La rivolta dell’essere deve compiersi secondo una riappropriazione del proprio diritto alla sofferenza, a un dolore che è mistero, ricerca, tentativo individuale di spiegazione, che sempre si cerca, si trova un attimo solo per tornare a perdersi. Questa è la realtà che Maria Zambrano ci descrive nella sua dolentissima umanità, nel suo dignitosissimo modo, tutto umanistico, di accostarsi all’essere, senza violentarlo, con la compassione di chi sa qualcosa perché l’ha vissuta e preferisce tacere.
La sua filosofia non dà spiegazioni, il pensare non è analizzare quanto osservare, restare testimone, un’accettazione di cui lei costruisce una religione del silenzio e della dignità. Il coraggio di restarsene ai margini con un’umiltà molto solenne, senza voler per forza piegare la realtà nelle strettoie del bene/male, vero/falso, morale/immorale.
La sua parola è poetica, umile e povera. Maria Zambrano ha fatto del ‘pensare’ un’esperienza capace di coniugare ‘parola poetica’ e rigore geometrico.
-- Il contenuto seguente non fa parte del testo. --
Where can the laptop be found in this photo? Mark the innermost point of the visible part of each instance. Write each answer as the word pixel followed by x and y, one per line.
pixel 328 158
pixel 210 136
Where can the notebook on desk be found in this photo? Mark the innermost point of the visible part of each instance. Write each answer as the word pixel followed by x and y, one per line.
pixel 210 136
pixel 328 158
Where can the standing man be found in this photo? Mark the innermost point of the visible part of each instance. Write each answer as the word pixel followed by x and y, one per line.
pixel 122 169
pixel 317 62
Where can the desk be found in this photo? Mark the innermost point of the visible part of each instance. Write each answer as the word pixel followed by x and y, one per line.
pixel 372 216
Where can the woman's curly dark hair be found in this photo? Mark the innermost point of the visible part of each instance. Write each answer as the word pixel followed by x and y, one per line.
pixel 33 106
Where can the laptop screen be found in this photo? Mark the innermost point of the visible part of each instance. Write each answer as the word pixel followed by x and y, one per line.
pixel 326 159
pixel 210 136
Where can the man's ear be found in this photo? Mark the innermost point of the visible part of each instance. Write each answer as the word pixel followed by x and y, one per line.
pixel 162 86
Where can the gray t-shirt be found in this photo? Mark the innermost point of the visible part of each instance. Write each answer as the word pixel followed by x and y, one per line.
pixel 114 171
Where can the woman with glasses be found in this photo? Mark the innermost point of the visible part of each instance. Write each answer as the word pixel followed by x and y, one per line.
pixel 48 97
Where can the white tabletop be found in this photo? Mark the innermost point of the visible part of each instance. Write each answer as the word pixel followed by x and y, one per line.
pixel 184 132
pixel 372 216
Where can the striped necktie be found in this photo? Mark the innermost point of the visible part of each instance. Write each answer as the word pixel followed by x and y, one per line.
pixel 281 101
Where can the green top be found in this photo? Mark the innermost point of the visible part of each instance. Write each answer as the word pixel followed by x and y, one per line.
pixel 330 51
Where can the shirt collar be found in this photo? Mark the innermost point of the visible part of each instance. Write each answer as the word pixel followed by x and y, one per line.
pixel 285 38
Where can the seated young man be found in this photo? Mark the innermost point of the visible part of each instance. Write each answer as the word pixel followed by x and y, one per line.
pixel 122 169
Ne viene fuori un elogio e una restituzione di dignità filosofica alla passività, intesa soprattutto come patire. Si tratta di un ribaltamento di paradigma: la passività non è inerzia e quietismo, ma apertura. Nella relazione con l’altro per farlo esistere mi devo necessariamente un po’ ritirare, retrocedere, altrimenti non troverebbe neanche lo spazio.
A partire da Maria Zambrano, si capisce davvero la centralità del pensiero femminile per comprendere il presente. Pur non rinunciando a una visione radicale, non cede al nichilismo. La conoscenza è attenzione alla realtà, alle cose come sono, e nel contempo amore per il mondo.
Il suo ultimo scritto, pubblicato nel novembre 1990, è I pericoli per la Pace, composto di fronte all’orrore della guerra nel Golfo Persico.